Toplum mühendisliği yalnızca yukarıdan aşağıya değil, aşağıdan yukarıya da işler. Bugün bir milletin yozlaşmasını isteyenlerin attığı en etkili adım, onun eğitimini sıradanlaştırmak, ahlakını anlamsızlaştırmak, gençliğini hedefsizleştirmek ve nihayet her şeyi ‘normalleştirmek’tir.
Artık yeni bir mühendisliğe ihtiyacımız var. Bu kez cehaletin üzerine kurulan düzeni değil, ilim, hikmet ve liyakat üzerine yükselen bir toplumu inşa etmeliyiz.

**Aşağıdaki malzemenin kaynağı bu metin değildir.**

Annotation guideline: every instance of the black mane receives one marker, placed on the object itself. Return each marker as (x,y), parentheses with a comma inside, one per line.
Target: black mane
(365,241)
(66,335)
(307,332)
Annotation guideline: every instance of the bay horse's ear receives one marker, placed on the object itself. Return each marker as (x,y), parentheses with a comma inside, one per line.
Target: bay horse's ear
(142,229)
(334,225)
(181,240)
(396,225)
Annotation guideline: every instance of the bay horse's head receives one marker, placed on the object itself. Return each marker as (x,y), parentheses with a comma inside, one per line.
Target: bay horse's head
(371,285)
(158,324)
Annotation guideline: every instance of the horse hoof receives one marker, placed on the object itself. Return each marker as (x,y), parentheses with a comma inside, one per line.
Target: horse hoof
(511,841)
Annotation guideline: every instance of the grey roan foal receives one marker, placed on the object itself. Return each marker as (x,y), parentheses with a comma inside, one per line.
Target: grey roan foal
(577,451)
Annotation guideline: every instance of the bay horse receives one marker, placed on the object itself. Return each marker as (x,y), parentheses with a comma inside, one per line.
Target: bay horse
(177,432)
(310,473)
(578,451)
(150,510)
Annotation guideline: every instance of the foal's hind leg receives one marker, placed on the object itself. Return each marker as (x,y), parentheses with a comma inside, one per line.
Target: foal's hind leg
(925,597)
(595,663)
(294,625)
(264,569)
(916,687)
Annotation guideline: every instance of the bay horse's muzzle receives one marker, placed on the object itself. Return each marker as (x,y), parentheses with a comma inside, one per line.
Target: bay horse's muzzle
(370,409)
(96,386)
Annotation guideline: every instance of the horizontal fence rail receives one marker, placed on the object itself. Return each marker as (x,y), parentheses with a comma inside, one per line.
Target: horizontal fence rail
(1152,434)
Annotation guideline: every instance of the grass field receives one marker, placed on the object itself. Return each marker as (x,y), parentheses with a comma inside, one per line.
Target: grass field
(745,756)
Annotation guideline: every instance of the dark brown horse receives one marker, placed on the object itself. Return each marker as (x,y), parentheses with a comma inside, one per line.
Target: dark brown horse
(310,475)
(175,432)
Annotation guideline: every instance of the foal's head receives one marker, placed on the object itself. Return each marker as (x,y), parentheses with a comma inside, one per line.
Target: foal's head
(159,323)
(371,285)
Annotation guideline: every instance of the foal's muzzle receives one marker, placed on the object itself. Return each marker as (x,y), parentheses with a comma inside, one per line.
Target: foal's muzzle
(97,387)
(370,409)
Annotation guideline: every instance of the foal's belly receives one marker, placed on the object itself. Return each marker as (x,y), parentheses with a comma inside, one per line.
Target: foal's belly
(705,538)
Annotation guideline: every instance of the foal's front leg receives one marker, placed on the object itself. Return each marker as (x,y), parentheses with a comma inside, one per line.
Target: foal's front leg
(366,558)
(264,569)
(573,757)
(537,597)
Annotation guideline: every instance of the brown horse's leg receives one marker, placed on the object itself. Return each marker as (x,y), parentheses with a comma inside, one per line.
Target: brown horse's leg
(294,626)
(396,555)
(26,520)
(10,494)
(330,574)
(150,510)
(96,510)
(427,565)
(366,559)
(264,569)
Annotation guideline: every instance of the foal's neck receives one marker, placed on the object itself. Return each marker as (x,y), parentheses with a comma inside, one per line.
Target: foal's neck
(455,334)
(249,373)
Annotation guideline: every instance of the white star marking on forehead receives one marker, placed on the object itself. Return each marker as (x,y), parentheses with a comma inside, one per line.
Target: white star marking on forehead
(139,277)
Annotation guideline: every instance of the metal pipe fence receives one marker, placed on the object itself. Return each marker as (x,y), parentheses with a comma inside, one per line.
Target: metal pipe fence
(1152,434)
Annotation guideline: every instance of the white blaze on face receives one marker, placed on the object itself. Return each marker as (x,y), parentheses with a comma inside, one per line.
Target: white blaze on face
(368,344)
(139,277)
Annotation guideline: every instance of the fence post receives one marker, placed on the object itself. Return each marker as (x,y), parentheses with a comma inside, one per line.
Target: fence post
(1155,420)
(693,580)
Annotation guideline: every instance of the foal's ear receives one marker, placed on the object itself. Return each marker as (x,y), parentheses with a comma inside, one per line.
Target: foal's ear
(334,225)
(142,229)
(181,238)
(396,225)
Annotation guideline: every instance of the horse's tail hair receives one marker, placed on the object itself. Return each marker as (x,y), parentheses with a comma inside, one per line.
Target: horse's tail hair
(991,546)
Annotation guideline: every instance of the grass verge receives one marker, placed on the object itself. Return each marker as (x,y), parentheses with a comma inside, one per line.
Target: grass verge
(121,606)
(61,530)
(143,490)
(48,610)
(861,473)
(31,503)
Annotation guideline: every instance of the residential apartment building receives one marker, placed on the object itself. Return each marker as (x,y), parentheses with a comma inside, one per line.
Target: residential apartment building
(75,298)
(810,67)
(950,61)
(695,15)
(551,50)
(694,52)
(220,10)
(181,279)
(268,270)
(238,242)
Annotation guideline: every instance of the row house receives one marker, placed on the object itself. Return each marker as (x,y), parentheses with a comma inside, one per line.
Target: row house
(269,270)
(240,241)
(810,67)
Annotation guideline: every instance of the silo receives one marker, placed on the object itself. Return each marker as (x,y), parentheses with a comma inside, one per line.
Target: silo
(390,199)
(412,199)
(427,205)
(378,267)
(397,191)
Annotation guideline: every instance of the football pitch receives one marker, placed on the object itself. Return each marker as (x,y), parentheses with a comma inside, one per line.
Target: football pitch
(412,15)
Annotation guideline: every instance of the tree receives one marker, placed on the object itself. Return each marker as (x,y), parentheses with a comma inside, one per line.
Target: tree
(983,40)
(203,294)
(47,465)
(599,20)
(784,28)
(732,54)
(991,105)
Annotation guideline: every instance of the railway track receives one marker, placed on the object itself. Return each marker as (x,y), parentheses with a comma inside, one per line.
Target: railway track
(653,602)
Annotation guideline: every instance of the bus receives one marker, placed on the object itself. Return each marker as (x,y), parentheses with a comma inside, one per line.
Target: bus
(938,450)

Her okul, birer bilim ve erdem yuvası; her kamu kurumu, adaletin ve şeffaflığın kalesi; her aile, insanlık değerlerinin taşıyıcısı olmalı.
Bu bir isyan çağrısı değil, bir uyanış çağrısıdır. Çünkü biliyoruz ki; cehaletle uzlaşılmaz, mücadele edilir. Ve bu mücadele ne tek bir adamın ne de bir partinin yürüyüşüdür. Bu; öğretmenden muhtara, gazeteciden belediye işçisine, imamdansa hâkime kadar herkesin omuz omuza vereceği bir bilinç seferberliğidir.
Şimdi soralım kendimize: Evimizde çocuklarımıza ne anlatıyoruz?
Okullarımızda neyi kutsuyoruz?
Kurumlarımızda kimi ödüllendiriyoruz?
Medyamızda kimi kahramanlaştırıyoruz?
Eğer bu sorulara vereceğimiz cevaplar samimi değilse, geleceğimiz de sahte olacaktır.
Biz cesaretle konuşmazsak, cehalet korkusuzca büyür.